Über das Gesicht des Oberarztes flog die Genugthuung, daß er sich in seiner Voraussetzung nicht getäuscht habe.

»Ich gestatte Ihnen den Zutritt und werde Sie durch einen der Wärter führen lassen.«

»Ich wünsche die Begleitung des Herrn Direktors!«

»Geht nicht! Er und vier Ärzte sind von unserem schwierigen Berufe so sehr in Anspruch genommen, daß wir uns unsere kostbare Zeit nur von Vorgesetzten oder Herren höherer Extraktion kürzen lassen dürfen.«

Max lächelte.

»So bin ich also nicht extrakt. Bitte, lesen Sie diesen Befehl, mein Herr!«

Er zog einen zusammengefalteten Bogen aus der Tasche und reichte ihn dem Arzte hin. Dieser blickte überrascht und ein wenig verlegen auf. Das Papier enthielt einen sehr kurz gefaßten Befehl des Ministers des Innern, dem Vorzeiger desselben als königlichen Kommissär alle Zellen und Räume der Anstalt zu öffnen und ihm auf alle seine Fragen die ausführlichste Antwort zu ertheilen.

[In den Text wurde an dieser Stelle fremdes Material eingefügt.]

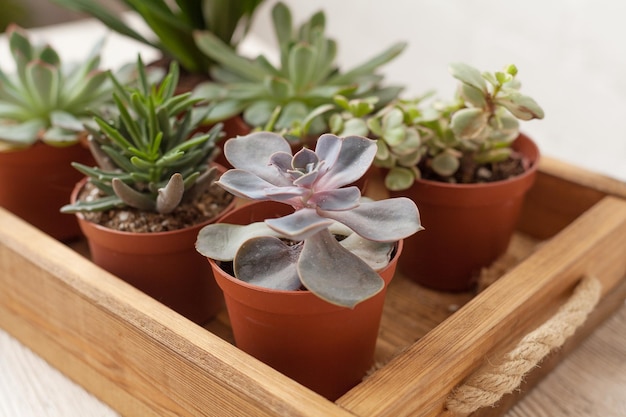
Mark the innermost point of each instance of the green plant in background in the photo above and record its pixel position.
(47, 99)
(173, 24)
(477, 128)
(146, 157)
(294, 94)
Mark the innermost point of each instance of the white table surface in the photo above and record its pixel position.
(591, 382)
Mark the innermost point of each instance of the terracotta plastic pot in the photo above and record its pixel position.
(37, 181)
(164, 265)
(467, 226)
(322, 346)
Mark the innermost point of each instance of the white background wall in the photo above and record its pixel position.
(571, 57)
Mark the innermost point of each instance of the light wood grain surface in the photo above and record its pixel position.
(591, 382)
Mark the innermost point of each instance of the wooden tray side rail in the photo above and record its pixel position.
(417, 382)
(129, 350)
(143, 359)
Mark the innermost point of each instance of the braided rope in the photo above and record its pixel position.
(489, 383)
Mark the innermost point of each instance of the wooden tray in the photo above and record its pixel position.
(141, 358)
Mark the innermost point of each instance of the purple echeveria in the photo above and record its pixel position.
(317, 185)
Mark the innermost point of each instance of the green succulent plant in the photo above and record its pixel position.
(477, 128)
(47, 99)
(147, 157)
(173, 24)
(296, 93)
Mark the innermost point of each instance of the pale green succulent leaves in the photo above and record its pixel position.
(173, 23)
(146, 157)
(46, 99)
(279, 98)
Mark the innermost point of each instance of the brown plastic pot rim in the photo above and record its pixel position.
(150, 235)
(534, 159)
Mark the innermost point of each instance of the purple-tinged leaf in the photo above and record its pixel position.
(383, 221)
(322, 268)
(244, 184)
(221, 241)
(269, 263)
(305, 160)
(339, 199)
(299, 225)
(253, 152)
(354, 159)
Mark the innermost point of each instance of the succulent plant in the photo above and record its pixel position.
(314, 183)
(46, 99)
(452, 139)
(173, 24)
(303, 84)
(146, 157)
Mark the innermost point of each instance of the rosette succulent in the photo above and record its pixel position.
(333, 228)
(47, 99)
(303, 83)
(148, 154)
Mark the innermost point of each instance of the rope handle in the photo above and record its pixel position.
(489, 383)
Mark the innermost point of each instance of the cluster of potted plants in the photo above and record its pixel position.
(307, 248)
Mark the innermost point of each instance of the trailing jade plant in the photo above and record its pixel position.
(302, 249)
(295, 93)
(47, 99)
(448, 141)
(146, 157)
(173, 23)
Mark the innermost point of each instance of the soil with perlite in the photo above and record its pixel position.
(127, 219)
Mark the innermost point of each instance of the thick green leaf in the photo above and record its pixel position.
(469, 123)
(301, 66)
(522, 107)
(170, 196)
(258, 113)
(23, 134)
(468, 75)
(132, 197)
(107, 17)
(43, 84)
(369, 66)
(282, 23)
(100, 204)
(221, 52)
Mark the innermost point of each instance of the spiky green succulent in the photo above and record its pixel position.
(47, 99)
(301, 88)
(148, 157)
(173, 24)
(481, 124)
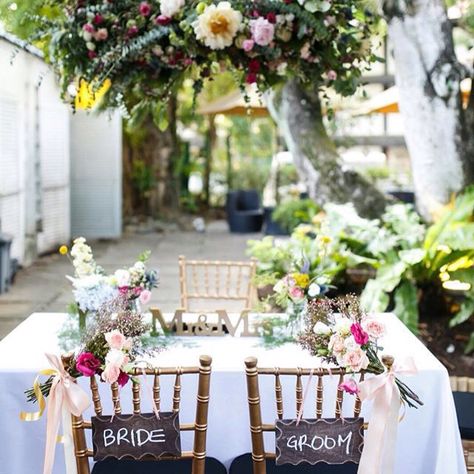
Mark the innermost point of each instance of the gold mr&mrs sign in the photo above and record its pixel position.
(213, 323)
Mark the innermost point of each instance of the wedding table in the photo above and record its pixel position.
(428, 438)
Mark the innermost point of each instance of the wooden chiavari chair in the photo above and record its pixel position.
(257, 427)
(197, 455)
(213, 282)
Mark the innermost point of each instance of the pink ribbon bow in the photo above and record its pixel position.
(64, 392)
(378, 456)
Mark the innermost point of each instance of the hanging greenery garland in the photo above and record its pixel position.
(115, 48)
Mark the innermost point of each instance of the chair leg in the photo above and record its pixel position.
(258, 449)
(199, 449)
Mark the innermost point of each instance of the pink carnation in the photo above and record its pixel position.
(262, 31)
(360, 336)
(349, 386)
(87, 364)
(373, 327)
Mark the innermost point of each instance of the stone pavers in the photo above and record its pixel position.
(43, 286)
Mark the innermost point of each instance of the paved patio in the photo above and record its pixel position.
(43, 286)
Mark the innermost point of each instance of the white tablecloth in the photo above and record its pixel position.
(428, 439)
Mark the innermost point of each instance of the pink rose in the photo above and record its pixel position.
(360, 336)
(101, 34)
(115, 339)
(262, 31)
(355, 360)
(145, 297)
(247, 45)
(296, 293)
(111, 373)
(349, 386)
(373, 327)
(87, 364)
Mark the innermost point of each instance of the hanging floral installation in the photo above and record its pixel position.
(111, 49)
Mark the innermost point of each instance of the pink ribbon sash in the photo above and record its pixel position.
(64, 392)
(378, 456)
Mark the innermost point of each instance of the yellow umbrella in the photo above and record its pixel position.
(387, 101)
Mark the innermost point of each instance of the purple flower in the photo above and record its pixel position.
(87, 364)
(360, 336)
(349, 386)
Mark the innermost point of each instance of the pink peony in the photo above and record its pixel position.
(355, 360)
(373, 327)
(144, 9)
(360, 336)
(87, 364)
(247, 45)
(349, 386)
(262, 31)
(111, 373)
(101, 34)
(145, 296)
(115, 339)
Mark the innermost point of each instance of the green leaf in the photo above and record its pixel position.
(466, 311)
(406, 305)
(470, 345)
(374, 299)
(412, 256)
(466, 275)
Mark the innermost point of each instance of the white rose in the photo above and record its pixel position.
(343, 325)
(314, 290)
(122, 277)
(115, 357)
(321, 329)
(169, 8)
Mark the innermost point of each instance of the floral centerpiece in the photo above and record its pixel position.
(111, 347)
(342, 334)
(93, 287)
(113, 48)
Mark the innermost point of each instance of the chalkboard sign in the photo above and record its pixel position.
(136, 436)
(329, 440)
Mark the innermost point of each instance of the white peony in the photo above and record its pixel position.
(321, 329)
(169, 8)
(217, 26)
(343, 325)
(314, 290)
(122, 277)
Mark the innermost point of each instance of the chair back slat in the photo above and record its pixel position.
(199, 427)
(206, 284)
(116, 398)
(278, 395)
(257, 427)
(95, 396)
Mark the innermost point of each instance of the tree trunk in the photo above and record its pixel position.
(438, 132)
(298, 115)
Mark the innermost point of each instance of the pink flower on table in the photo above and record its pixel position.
(373, 327)
(115, 339)
(87, 364)
(262, 31)
(355, 360)
(296, 293)
(247, 45)
(111, 373)
(360, 336)
(145, 297)
(349, 386)
(144, 9)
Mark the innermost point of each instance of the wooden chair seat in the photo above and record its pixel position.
(181, 466)
(244, 465)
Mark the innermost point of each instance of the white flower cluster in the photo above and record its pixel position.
(83, 260)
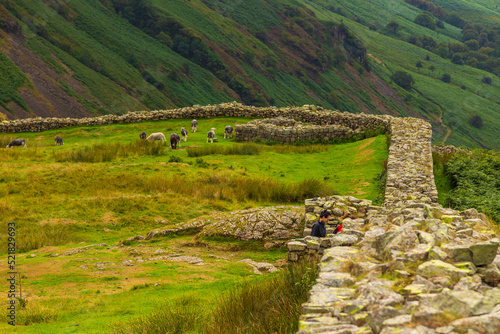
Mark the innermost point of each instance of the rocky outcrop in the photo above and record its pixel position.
(410, 177)
(284, 130)
(269, 223)
(405, 275)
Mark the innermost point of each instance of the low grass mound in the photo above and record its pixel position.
(272, 305)
(242, 149)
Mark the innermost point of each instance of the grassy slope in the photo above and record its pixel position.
(83, 199)
(486, 11)
(115, 45)
(458, 105)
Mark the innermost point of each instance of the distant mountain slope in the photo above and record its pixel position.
(89, 57)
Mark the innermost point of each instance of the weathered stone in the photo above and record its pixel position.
(294, 246)
(484, 253)
(468, 283)
(458, 303)
(418, 254)
(484, 324)
(335, 280)
(458, 253)
(343, 240)
(436, 253)
(429, 317)
(426, 238)
(440, 268)
(379, 292)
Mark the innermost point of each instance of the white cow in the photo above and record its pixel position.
(157, 136)
(228, 131)
(184, 134)
(211, 135)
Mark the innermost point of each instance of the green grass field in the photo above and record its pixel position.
(61, 205)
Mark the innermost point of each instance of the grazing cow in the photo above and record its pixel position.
(157, 136)
(184, 134)
(228, 131)
(211, 135)
(59, 141)
(174, 140)
(17, 142)
(178, 138)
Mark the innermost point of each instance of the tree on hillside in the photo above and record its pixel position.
(476, 121)
(425, 20)
(392, 27)
(455, 20)
(403, 79)
(446, 77)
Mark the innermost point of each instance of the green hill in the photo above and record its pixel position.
(81, 58)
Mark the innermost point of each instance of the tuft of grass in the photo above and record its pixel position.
(243, 149)
(35, 313)
(109, 152)
(34, 237)
(287, 149)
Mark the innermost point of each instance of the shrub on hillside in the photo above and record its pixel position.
(476, 121)
(476, 181)
(270, 305)
(486, 80)
(392, 27)
(446, 77)
(425, 20)
(403, 79)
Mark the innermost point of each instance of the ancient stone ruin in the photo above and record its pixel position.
(287, 130)
(407, 267)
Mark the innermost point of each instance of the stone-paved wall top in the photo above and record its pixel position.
(408, 270)
(410, 176)
(306, 113)
(286, 130)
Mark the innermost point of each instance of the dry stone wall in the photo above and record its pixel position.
(306, 113)
(410, 176)
(269, 223)
(285, 130)
(408, 267)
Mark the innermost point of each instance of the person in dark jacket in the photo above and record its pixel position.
(319, 228)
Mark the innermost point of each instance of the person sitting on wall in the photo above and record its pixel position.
(339, 226)
(319, 228)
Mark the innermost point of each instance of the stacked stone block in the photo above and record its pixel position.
(338, 206)
(286, 130)
(306, 113)
(410, 176)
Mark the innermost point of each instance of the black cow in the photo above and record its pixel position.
(174, 140)
(59, 141)
(228, 131)
(17, 142)
(211, 135)
(184, 134)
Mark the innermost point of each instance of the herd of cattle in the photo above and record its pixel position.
(175, 139)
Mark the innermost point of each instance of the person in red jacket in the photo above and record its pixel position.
(339, 227)
(319, 228)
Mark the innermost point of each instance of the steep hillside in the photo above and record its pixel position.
(91, 57)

»Das ist etwas Anderes, mein Herr,« meinte der Arzt beinahe stotternd.

»Bitte, bemühen sich der Herr Doktor mit mir zum Herrn Direktor!«

Er führte ihn ungesäumt in das Arbeitskabinet des Letzteren. Es war leer. Die Direktion hatte sich nach der Anstrengung des Rapportes einem stärkenden Morgenschläfchen in die Arme geworfen.

»Darf ich ersuchen, Platz zu nehmen? Ich werde den Herrn Kommissär sofort melden.«

»Wohl! Doch wünsche ich nicht, wieder eine halbe Stunde warten zu müssen. Meine Zeit ist mir noch kärger zugemessen als den Herren Ärzten!« klang die kurze Antwort.

Sie war von Erfolg, denn schon nach kaum zwei Minuten trat der Direktor ein, den schriftlichen Befehl noch in der Hand. Es war ihm deutlich anzusehen, daß er im Schlafe gestört worden war.

»Herr Kommissär, ich habe die Ehre – —«

»Bitte, Herr Direktor, wo haben Sie den Herrn Oberarzt gelassen?«

»Er mußte schleunigst zu einem Kranken, welcher – —«

»Bitte, rufen Sie ihn ebenso schleunigst zurück! Sie könnten sonst in den Verdacht kommen, daß er beauftragt sei, die Anstalt auf meine Inspektion vorzubereiten.« ein.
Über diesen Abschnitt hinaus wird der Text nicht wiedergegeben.